Python and R code to do miscellaneous Data Mining tasks. Python code started with the Machine Learning in Action book by Peter Harrington, and since then have moved to using scikit-learn.
Examples from Peter Harrington's Machine Learning in Action (MLIA).
The code is not a direct copy of whats in the book or in the github site, but does the same thing. I have tried to make the code shorter and (at least to me) more understandable.
Data files are not copied over. You will find the data files (of the same name as in the code) in the book's source code site on GitHub.
My solution for the Kaggle Event Recommendation Challenge. Given a training set of users who are interested/not_interested in events, and user and event metadata and some social (user's friends information) metadata, the objective is to order the events in the test set per user, so events with higher probability are recommended first. The approach I have taken is to construct a set of different kinds of recommenders, and construct features from the recommender scores, then build a predictive model (SGD) to predict the value of interested. The distance from the separating hyperplane is the measure of the likelihood of recommendation.
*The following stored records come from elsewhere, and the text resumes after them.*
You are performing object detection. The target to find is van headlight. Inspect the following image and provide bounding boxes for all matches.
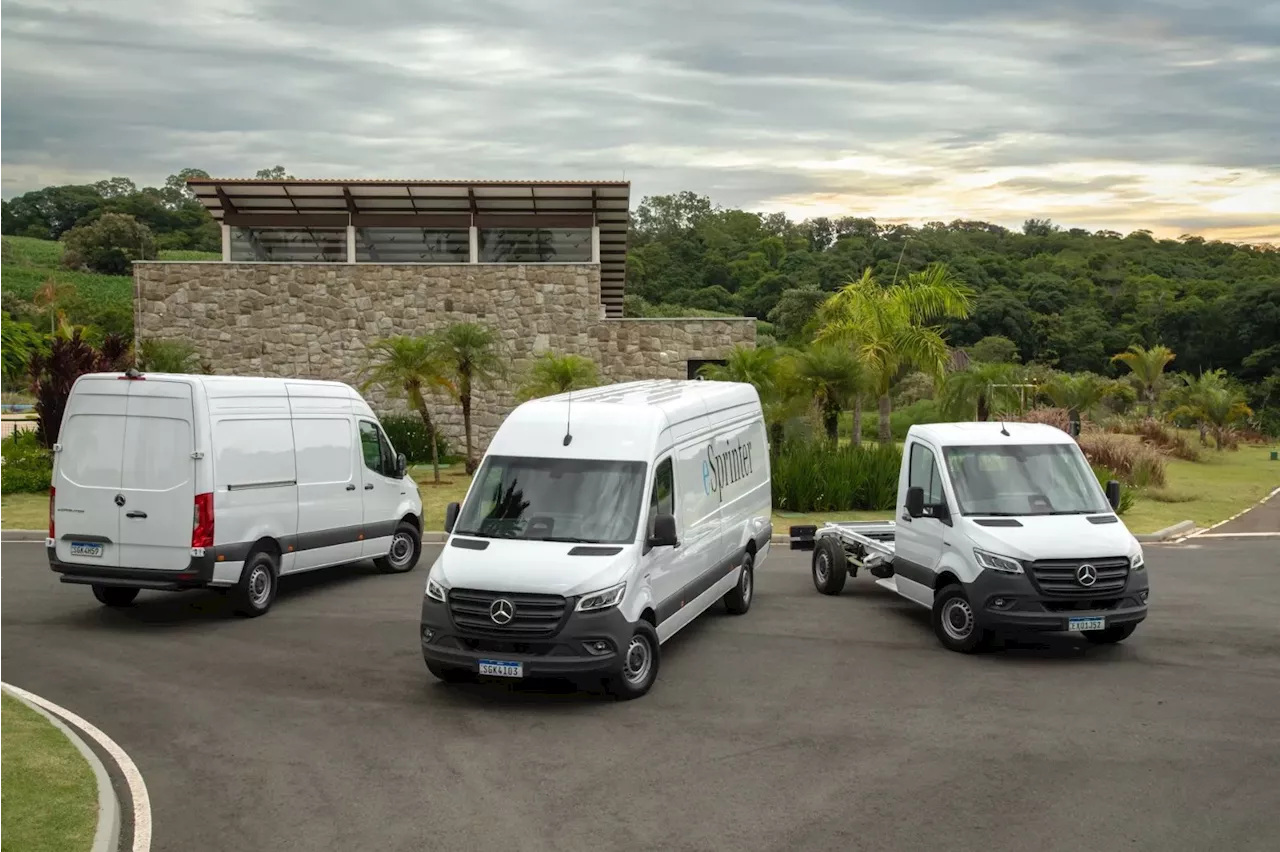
[577,583,627,613]
[973,548,1023,574]
[426,577,449,604]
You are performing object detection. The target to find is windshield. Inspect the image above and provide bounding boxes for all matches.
[454,455,645,544]
[943,444,1111,516]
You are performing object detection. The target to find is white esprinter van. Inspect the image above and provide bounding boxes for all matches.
[421,381,772,698]
[45,371,422,615]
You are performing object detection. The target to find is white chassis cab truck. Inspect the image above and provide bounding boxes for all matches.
[791,422,1148,652]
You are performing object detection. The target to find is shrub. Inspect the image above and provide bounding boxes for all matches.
[1075,431,1166,489]
[0,430,54,494]
[378,414,449,464]
[771,440,902,512]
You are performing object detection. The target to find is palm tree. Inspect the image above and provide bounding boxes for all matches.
[518,352,600,402]
[795,344,865,441]
[818,264,973,444]
[938,363,1019,421]
[433,322,504,473]
[361,335,444,485]
[1111,344,1176,417]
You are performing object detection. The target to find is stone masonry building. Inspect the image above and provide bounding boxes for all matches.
[133,179,755,452]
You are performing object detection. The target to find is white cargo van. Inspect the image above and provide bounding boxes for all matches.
[421,381,772,698]
[45,371,422,615]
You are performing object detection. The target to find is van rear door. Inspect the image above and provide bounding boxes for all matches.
[52,376,133,568]
[119,377,196,571]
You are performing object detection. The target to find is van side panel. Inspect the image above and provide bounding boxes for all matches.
[119,379,196,572]
[210,389,298,582]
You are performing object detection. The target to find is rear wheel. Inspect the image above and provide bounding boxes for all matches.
[233,550,279,618]
[93,586,138,606]
[724,550,755,615]
[813,536,849,595]
[374,521,422,574]
[933,585,991,654]
[604,622,660,701]
[1080,624,1138,645]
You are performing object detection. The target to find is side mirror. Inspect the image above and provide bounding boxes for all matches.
[649,514,680,548]
[1107,480,1120,512]
[906,485,924,518]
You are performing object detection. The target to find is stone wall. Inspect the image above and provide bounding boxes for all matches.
[133,262,755,454]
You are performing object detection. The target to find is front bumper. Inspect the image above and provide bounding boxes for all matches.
[45,544,215,591]
[419,597,635,679]
[965,562,1149,632]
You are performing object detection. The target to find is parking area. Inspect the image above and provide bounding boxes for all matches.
[0,539,1280,852]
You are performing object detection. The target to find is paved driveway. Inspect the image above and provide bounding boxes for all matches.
[0,539,1280,852]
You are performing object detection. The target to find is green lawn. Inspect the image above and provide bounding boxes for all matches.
[0,695,97,852]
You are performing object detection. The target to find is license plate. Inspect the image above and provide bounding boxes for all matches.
[480,660,525,678]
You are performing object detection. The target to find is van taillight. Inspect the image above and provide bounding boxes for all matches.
[191,494,214,548]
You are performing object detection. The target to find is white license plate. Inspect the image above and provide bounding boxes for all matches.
[480,660,525,678]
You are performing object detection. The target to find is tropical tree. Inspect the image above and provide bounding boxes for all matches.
[431,322,504,473]
[361,335,444,485]
[1170,370,1253,450]
[818,264,973,444]
[1111,344,1176,417]
[518,352,600,400]
[795,343,867,441]
[938,363,1021,421]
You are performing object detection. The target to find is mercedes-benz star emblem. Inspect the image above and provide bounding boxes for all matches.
[489,597,516,624]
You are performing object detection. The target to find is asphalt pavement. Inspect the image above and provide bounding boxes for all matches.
[0,539,1280,852]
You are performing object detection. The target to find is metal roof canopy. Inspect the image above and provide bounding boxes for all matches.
[187,178,631,316]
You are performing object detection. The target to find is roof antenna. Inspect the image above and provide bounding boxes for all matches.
[564,388,573,446]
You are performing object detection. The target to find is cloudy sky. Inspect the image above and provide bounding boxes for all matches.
[0,0,1280,243]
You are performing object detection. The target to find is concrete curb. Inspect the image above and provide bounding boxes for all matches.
[0,683,120,852]
[1134,521,1196,544]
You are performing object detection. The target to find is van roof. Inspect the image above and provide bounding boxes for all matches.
[908,421,1074,446]
[489,379,760,461]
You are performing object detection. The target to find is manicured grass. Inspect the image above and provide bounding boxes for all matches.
[0,695,97,852]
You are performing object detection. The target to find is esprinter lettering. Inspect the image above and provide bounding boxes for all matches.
[703,441,751,503]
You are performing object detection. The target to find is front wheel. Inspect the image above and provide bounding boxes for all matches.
[604,622,662,701]
[724,550,755,615]
[93,586,138,606]
[374,521,422,574]
[933,586,991,654]
[1082,624,1138,645]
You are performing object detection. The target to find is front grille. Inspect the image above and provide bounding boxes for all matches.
[449,588,566,636]
[1029,556,1129,597]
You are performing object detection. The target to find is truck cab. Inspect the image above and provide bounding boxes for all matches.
[792,423,1148,652]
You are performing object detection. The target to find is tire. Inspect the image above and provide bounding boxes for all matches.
[813,536,849,595]
[932,583,991,654]
[604,622,662,701]
[723,550,755,615]
[426,661,476,683]
[1080,624,1138,645]
[93,586,140,606]
[374,521,422,574]
[232,550,280,618]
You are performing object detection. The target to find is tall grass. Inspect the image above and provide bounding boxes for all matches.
[771,440,902,512]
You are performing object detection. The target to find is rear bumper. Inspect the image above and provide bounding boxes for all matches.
[420,597,635,679]
[965,562,1149,633]
[45,545,215,591]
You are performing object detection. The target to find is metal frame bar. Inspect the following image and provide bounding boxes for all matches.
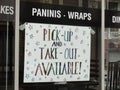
[100,0,105,90]
[14,0,20,90]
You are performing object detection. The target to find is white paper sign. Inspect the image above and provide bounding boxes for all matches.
[24,23,91,83]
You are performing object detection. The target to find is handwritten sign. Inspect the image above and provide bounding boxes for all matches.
[24,23,91,83]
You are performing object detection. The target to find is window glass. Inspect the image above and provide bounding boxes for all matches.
[19,0,101,90]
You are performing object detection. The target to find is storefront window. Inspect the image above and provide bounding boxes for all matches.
[0,0,15,90]
[19,0,101,90]
[105,0,120,90]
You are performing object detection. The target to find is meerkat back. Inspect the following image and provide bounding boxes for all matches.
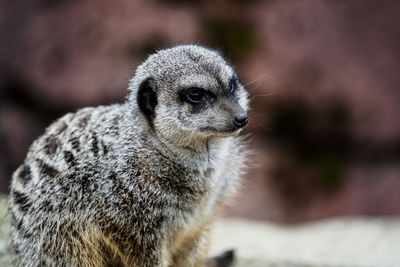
[9,45,248,267]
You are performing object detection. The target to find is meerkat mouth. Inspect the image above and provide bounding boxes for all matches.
[201,127,241,137]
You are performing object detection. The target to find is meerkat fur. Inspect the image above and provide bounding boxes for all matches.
[9,45,248,267]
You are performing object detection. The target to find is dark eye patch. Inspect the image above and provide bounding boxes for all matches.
[185,88,208,104]
[180,87,215,106]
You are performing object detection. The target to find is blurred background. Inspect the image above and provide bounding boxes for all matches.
[0,0,400,223]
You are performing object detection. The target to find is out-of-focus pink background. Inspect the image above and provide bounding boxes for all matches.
[0,0,400,222]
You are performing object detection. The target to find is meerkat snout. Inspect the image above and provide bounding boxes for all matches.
[232,114,249,128]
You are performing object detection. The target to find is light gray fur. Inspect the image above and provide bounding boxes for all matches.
[10,45,248,267]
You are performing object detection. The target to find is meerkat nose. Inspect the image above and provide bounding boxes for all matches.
[232,114,249,128]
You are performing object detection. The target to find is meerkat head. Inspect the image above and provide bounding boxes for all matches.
[130,45,248,149]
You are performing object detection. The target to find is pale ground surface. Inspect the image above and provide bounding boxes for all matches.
[0,196,400,267]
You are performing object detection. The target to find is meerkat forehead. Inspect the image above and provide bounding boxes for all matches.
[137,45,237,94]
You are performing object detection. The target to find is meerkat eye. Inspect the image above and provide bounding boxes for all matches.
[229,78,237,94]
[186,88,208,104]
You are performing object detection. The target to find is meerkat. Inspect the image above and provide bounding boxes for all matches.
[9,45,248,267]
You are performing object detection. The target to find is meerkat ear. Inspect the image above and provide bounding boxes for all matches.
[137,78,157,121]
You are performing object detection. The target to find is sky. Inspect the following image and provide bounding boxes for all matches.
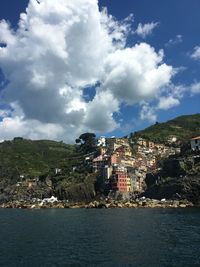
[0,0,200,143]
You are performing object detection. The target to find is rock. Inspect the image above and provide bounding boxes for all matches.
[179,204,187,208]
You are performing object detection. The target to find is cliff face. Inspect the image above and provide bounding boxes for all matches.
[0,138,96,202]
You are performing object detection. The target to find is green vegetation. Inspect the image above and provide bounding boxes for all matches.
[134,114,200,143]
[0,134,96,200]
[0,137,75,179]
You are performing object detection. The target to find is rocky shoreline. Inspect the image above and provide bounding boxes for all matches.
[0,199,195,209]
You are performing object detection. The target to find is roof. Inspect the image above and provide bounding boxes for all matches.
[191,136,200,140]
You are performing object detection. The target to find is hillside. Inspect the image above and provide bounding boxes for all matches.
[0,137,95,202]
[134,114,200,143]
[0,138,75,178]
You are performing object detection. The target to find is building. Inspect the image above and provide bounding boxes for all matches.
[97,136,106,147]
[190,136,200,151]
[111,166,132,193]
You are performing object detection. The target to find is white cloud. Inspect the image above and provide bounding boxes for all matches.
[158,96,180,110]
[102,43,173,104]
[190,82,200,94]
[191,46,200,60]
[140,103,157,123]
[0,0,174,142]
[135,22,159,38]
[165,34,183,46]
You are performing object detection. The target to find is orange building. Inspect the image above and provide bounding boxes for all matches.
[111,167,132,192]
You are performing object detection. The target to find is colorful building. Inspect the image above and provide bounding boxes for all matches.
[111,166,132,192]
[190,136,200,151]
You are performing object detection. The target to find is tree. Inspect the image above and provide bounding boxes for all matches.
[76,133,96,153]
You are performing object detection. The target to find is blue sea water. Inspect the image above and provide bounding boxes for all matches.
[0,209,200,267]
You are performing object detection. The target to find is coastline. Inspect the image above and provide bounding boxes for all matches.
[0,199,195,209]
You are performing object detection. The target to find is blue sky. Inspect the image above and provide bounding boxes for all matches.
[0,0,200,142]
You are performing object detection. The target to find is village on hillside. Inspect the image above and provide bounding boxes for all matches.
[85,136,183,198]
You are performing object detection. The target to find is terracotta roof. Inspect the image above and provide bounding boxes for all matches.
[191,136,200,140]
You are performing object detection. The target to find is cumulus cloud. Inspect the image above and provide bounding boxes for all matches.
[135,22,159,38]
[190,82,200,95]
[140,103,157,123]
[102,43,173,104]
[191,46,200,60]
[0,0,174,142]
[158,96,180,110]
[165,34,183,46]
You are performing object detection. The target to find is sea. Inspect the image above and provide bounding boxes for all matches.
[0,208,200,267]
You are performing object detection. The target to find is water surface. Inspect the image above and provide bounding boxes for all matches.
[0,209,200,267]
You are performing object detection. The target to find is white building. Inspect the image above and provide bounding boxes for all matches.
[190,136,200,151]
[97,136,106,147]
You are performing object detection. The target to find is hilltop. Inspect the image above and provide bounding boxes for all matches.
[132,114,200,146]
[0,137,97,201]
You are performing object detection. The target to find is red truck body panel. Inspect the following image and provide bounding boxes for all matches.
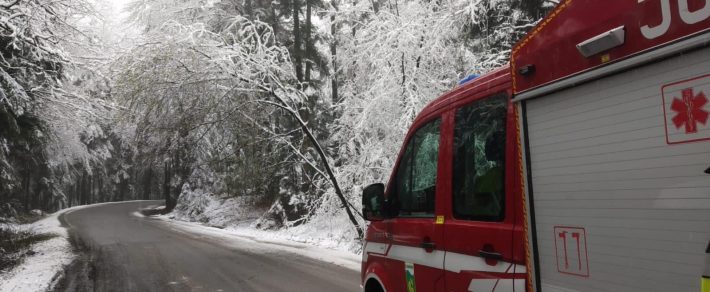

A solution to the Adzuna Salary Prediction Challenge on Kaggle. Given a set of job ads, predict the salary for the job. The solution is incomplete and predicts very poorly. Uses NLTK and Scikit-Learn.
A set of visualizations using R. The data was provided as part of a programming assignment using Tableau in the Coursera Introduction to Data Science course. I wanted to see if I could produce something equivalent using R.
Partial/In-progress solutions to Coursera's Social Network Analysis course that I took late 2013. My approach was to solve as many questions as I could without depending on visualization tools such as Gephi or Netlogo (and sometimes my solutions are incorrect) and relying on NetworkX and IGraph.
Code for my Peer Programming Assignment for the Social Network Analysis course on Coursera. I build a graph of people based on the from and to email addresses in the dataset, and investigate various centrality measures and other indicators of node importance (PageRank and HITS Authority) to see how effective they are at finding the guilty (tested against a list of 12 individuals who were found guilty).
Pandas code to answer questions about a evaluation run for multiple recommenders across multiple user neighborhood sizes.
Scikit-Learn code to build and evaluate 3 Naive Bayes classifers to predict if a review is useful, funny or cool. Uses data from the Yelp challenge on Kaggle that requires solutions to also predict number of votes that a review will receive in each category. I wanted to figure out if Sentiment Analysis could be treated as a classification problem (rather than use polarity keywords).